Attendu que le demandeur au pourvoi fait grief à l'arrêt attaqué de la violation de l'article 3 du Code de procédure civile et des articles 153 à 158 du Code de commerce, au motif que la cour d'appel, pour fonder sa décision, a retenu que, s'il ressort de la requête introductive d'instance que les défenderesses au pourvoi ont demandé la résiliation du contrat de gérance libre en raison des modifications qu'il a apportées au local, il leur incombait de prouver qu'il avait effectué des modifications portant atteinte aux caractéristiques essentielles du local, ce qui ne pouvait se faire qu'en produisant la preuve d'une violation du plan d'architecte approuvé par les autorités compétentes ; que l'arrêt attaqué n'a pas répondu à ces moyens et s'est borné à affirmer qu'il s'agissait d'un contrat de gérance libre à durée indéterminée ; que la demande des défenderesses au pourvoi portait exclusivement sur la résiliation et l'expulsion pour cause de modifications substantielles apportées au local, alors que l'arrêt attaqué, confirmatif du jugement de première instance, n'a pas examiné le motif invoqué par elles ; que, d'autre part, le contrat de gérance libre a été conclu en violation des dispositions des articles 153 et 158 du Code de commerce, et que l'obligation nulle ne produit aucun effet, en application des dispositions de l'article 308 du Code des obligations et des contrats ; qu'il a soulevé ce moyen sans que la cour y réponde, en dépit de son caractère sérieux, ce qui constitue une atteinte aux droits de la défense ; que la violation réside dans les dispositions du dernier alinéa de l'article 153 du Code de commerce, qui énonce que la fin de la gérance libre est soumise aux formalités de publicité, ainsi que dans les dispositions de l'article 158 du même code, qui dispose expressément qu'est nul tout contrat de gérance libre conclu avec le propriétaire ou l'exploitant du fonds de commerce qui ne remplit pas les conditions prévues aux articles précités ; que ces dispositions sont impératives et que l'arrêt encourt dès lors la cassation.
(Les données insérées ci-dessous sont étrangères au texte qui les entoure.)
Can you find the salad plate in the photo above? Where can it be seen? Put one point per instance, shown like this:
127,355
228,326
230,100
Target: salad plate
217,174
Mais attendu que la cour d'appel, ayant constaté, au vu des pièces du dossier, que les défenderesses au pourvoi souhaitaient en tout état de cause récupérer leur fonds de commerce, a considéré, à bon droit, qu'elles étaient en droit de demander la résiliation du contrat de gérance libre conclu avec le demandeur au pourvoi, et n'était, par conséquent, pas tenue d'examiner la question des modifications effectuées par ce dernier, dès lors que cet élément était sans incidence sur le droit des défenderesses au pourvoi de recouvrer leur fonds de commerce, le contrat étant à durée indéterminée ; qu'elle a ainsi suffisamment répondu à ce qui était exposé dans la première branche du moyen et que l'argumentation développée est dénuée de pertinence ; que, s'agissant de ce qui a été soulevé dans la seconde branche du moyen, relative à la violation des articles 153 à 158 du Code de commerce, il s'agit d'un moyen qui n'a pas été précédemment soulevé devant la Cour d'appel de commerce et qui, étant mélangé de fait et de droit, ne peut être invoqué pour la première fois devant la Cour de cassation ; qu'il est, par conséquent, irrecevable.

Par ces motifs,

La Cour de cassation rejette le pourvoi et condamne le demandeur aux dépens.